Taliban and al Qaeda militants operating in the Afghan border region are shifting their focus to Pakistan and are working together to hit the forces of that country, a top US military commander has said.

Commander of the Task Force in Afghanistan Major General David Rodriguez also said the Taliban in Afghanistan probably will not stage a spring offensive in the volatile eastern region bordering Pakistan.

"In the last couple of months here, several insurgent leaders have declared war against the government of Pakistan, just like they had done against us several years ago," he said on Wednesday.

"I think that many of them are coordinating with each other more and more based on their short-term goals rather than their long-term goals. They'll move where the best opportunity has to get the highest payoff. And right now that probably seems to be in Pakistan."

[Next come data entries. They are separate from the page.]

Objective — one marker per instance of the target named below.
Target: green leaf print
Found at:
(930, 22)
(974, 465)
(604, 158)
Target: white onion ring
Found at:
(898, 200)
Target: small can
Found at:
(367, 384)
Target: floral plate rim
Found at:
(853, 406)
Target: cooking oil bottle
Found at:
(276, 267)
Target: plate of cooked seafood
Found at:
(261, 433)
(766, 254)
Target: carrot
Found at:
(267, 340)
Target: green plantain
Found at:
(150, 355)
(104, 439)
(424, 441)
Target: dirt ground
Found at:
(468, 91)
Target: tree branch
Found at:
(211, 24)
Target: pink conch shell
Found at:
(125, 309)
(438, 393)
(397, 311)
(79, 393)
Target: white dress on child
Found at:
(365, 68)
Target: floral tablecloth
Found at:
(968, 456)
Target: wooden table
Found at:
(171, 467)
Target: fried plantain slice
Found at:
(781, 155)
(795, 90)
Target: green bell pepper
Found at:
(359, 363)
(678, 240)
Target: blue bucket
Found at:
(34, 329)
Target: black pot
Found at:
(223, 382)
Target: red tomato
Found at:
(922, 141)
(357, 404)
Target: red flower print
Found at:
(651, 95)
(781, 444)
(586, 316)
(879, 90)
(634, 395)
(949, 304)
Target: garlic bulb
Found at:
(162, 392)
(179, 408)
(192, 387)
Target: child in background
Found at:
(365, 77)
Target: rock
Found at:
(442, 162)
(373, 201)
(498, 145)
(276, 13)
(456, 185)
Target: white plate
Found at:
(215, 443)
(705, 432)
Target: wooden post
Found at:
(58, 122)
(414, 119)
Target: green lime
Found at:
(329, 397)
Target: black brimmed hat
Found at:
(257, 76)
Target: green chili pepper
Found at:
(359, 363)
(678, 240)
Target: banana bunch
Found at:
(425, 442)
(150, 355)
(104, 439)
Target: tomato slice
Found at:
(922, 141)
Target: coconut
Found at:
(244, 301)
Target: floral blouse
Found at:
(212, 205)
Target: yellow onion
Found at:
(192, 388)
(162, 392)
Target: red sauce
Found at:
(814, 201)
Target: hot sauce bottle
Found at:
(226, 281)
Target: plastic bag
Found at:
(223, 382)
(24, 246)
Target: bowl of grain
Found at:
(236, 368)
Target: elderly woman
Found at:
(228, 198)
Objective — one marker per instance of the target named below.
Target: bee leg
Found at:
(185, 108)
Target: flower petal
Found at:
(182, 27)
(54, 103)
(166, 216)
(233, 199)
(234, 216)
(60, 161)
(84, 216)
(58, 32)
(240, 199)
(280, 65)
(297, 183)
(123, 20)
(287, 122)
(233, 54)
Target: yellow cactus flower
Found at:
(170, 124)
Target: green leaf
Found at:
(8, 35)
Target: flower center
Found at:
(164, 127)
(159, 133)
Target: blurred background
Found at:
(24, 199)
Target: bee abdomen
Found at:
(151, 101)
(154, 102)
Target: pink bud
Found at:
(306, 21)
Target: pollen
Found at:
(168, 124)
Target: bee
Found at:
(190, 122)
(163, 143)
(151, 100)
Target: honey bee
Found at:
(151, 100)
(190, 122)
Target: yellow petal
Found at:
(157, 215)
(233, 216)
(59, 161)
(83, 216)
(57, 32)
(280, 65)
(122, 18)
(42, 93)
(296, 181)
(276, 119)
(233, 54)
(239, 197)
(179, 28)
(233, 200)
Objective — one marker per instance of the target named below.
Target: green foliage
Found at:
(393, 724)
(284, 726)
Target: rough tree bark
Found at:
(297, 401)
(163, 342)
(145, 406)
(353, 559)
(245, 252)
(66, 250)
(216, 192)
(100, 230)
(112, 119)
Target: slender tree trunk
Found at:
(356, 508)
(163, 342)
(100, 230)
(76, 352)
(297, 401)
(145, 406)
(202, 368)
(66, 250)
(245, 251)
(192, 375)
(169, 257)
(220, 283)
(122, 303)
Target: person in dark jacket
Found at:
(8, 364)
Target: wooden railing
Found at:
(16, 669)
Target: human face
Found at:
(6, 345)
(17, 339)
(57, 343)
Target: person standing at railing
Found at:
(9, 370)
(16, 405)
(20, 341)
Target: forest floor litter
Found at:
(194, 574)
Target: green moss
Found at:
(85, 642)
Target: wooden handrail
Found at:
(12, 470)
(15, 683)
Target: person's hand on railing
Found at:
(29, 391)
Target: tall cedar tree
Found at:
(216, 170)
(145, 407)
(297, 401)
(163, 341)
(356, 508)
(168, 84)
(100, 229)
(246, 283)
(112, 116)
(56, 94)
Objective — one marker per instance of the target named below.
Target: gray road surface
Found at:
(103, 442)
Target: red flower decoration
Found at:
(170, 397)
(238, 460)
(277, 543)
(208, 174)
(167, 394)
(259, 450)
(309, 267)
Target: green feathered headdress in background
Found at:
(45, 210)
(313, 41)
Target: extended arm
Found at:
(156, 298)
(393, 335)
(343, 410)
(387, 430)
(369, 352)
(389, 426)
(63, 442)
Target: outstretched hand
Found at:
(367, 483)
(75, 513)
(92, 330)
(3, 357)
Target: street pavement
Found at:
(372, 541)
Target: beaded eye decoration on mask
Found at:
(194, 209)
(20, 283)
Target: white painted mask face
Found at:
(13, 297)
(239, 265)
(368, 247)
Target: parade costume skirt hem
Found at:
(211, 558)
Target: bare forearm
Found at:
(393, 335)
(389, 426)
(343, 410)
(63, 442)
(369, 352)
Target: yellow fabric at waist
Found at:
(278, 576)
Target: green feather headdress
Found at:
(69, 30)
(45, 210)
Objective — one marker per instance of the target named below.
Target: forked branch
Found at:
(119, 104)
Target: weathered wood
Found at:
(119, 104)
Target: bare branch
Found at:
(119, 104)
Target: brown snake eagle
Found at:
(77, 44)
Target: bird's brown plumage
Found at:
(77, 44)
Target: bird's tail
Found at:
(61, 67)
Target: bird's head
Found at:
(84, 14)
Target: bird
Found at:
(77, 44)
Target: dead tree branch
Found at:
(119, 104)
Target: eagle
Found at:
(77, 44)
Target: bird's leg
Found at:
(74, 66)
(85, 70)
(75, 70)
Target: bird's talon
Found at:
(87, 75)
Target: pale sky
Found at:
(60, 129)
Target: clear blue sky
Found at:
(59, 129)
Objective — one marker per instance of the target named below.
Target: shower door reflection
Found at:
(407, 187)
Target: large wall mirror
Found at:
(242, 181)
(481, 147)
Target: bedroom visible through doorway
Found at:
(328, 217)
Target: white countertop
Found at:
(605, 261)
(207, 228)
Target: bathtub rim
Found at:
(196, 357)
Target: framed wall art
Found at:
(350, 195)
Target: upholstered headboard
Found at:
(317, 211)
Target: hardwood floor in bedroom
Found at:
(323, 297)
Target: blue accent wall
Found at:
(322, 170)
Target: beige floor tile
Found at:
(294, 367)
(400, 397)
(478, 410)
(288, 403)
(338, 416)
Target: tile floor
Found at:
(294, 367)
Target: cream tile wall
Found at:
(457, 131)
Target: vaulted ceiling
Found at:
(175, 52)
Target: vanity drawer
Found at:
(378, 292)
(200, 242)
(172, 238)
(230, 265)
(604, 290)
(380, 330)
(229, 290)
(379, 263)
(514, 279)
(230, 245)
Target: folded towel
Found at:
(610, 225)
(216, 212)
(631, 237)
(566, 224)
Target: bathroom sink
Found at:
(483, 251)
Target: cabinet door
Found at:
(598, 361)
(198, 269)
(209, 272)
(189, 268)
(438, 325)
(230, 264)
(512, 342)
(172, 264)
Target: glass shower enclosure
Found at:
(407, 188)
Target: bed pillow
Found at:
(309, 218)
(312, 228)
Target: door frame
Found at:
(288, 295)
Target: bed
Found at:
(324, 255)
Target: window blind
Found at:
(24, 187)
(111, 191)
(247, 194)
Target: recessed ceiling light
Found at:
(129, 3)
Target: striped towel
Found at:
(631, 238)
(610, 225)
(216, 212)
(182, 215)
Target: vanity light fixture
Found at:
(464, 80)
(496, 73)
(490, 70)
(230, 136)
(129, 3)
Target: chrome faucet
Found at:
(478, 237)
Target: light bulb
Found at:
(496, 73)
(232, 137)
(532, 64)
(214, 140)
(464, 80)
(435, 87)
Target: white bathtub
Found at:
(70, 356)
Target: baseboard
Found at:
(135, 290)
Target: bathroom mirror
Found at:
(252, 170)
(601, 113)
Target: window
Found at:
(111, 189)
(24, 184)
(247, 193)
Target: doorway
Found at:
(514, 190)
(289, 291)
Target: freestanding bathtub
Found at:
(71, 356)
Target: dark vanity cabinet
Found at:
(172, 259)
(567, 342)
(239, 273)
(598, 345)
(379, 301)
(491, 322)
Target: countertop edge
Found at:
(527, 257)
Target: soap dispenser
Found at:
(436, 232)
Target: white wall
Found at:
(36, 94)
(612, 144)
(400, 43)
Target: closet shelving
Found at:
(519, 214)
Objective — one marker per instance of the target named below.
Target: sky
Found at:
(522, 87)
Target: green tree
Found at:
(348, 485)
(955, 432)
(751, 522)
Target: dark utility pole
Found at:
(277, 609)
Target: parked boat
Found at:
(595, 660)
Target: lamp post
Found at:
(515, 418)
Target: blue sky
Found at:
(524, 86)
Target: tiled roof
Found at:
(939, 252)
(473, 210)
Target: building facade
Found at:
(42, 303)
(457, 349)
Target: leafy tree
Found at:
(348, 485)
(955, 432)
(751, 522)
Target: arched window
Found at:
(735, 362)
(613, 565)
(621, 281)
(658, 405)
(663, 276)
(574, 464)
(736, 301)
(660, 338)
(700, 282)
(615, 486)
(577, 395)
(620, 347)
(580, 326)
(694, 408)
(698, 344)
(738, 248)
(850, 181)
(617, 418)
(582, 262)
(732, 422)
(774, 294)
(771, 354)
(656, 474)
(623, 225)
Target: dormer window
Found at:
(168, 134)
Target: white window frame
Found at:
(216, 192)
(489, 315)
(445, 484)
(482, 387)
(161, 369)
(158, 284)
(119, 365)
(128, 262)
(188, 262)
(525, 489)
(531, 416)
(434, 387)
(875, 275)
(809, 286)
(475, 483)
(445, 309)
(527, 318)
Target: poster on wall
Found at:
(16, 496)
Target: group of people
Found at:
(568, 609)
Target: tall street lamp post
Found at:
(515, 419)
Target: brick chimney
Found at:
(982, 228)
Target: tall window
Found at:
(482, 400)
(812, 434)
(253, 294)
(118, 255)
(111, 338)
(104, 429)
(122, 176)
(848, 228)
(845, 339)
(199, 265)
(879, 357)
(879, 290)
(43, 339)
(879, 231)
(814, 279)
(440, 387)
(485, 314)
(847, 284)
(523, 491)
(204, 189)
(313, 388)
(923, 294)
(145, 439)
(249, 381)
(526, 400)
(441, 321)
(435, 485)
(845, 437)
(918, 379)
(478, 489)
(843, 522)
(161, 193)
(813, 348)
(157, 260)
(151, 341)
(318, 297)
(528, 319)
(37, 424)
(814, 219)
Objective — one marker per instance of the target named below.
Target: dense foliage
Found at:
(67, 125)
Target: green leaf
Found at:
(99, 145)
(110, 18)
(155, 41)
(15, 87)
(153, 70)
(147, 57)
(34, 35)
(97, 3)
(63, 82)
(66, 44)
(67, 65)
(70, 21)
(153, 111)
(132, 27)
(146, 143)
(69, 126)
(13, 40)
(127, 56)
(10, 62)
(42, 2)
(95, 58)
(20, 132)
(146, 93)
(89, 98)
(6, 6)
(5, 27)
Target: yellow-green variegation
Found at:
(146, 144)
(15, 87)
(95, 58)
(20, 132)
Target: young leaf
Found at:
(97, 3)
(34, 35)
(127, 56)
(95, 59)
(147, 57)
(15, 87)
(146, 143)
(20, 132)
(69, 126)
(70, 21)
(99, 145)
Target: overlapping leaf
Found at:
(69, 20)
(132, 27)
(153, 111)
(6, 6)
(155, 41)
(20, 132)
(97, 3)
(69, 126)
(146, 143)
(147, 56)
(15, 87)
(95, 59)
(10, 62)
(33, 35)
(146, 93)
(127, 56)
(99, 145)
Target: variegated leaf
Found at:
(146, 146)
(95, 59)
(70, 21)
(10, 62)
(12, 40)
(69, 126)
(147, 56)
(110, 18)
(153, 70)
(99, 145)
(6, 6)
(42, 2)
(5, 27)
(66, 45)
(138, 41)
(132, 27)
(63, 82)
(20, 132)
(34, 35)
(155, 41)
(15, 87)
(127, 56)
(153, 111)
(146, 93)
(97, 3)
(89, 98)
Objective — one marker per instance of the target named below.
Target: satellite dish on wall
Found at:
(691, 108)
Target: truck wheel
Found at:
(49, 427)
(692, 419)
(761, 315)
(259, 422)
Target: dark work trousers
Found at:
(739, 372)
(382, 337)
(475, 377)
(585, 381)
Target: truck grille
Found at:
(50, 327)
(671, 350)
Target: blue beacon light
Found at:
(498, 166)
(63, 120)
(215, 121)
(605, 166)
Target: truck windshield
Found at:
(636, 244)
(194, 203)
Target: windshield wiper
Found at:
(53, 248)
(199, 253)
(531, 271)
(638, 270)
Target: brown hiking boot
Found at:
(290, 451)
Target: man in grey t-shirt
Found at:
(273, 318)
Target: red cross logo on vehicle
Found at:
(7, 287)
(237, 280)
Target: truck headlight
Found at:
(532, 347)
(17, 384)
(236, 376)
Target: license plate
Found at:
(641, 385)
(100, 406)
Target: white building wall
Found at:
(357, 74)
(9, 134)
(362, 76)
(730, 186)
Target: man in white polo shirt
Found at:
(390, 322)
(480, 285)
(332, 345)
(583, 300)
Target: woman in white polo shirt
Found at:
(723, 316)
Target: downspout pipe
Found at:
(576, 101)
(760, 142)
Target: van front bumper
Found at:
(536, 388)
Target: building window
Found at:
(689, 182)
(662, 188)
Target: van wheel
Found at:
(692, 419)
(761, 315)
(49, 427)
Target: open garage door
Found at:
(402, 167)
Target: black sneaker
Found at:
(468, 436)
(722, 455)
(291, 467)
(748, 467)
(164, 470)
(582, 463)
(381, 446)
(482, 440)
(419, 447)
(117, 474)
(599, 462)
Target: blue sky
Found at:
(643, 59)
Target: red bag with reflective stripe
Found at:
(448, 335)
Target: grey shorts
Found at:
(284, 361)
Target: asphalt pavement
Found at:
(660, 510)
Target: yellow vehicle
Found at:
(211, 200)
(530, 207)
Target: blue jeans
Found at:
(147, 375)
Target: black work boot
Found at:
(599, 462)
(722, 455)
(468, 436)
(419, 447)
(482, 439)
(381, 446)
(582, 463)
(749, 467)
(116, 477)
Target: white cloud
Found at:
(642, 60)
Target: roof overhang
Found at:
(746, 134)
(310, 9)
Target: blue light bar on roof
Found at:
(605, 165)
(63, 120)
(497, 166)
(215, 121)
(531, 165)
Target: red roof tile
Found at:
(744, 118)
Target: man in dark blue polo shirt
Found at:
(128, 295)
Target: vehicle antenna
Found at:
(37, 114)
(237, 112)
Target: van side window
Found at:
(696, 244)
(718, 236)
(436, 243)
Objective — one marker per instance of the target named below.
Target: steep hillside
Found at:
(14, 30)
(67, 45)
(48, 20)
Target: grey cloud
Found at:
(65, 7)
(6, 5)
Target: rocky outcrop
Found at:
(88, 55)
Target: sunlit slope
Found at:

Asked specifically to acknowledge that coordinating with each other meant the Taliban and the al Qaeda, Rodriguez said: "Yes, and there are several other organisations and everything, yes, but they're doing more coordination and more trading off of everything from resources to intelligence and technical expertise."

The senior American military commander argued that as far as their ability to protect themselves is concerned, the Pakistani military trying to do the right thing.

"They are working, for example, to develop a better capacity to do counterinsurgency operations, like many other nations are, because that has not been their forte on what they've been trained on," he said.

"They're (Pakistan) adjusting their military now to do those things. But they're committed to do the right thing, and they're going to continue, I believe," Rodriguez said.

He said the infiltration across the porous Afghan border has been a little bit down lately.

"That's due to several reasons. One, of course, is the instability in what's going on in Pakistan and some of the challenges that are going over there, going over in Pakistan.

We've had some success on the border interdicting some of the enemy that had crossed over there.

"The Afghan national security forces and the Afghan border police, there are more of them there than there were last year, so they're able to interdict a little better. The weather that makes it that much tougher during this time of year to infiltrate across there," Rodriguez said.

He also said he sees no sign that the US is preparing to send forces into Pakistan without Islamabad's approval.

"Pakistan is a sovereign government, and we have no plans that I'm involved in or have even heard of to do anything like that."

"We have great military-to-military coordination with the Pakistani military on the border. Over the years, the coalition forces have been able to develop some improving trust between the Pakistani military and the coalition forces, and now that is starting to extend to the Afghan military forces," he said.

The Pakistani military leaders realise "it's a common enemy that we're fighting," he added.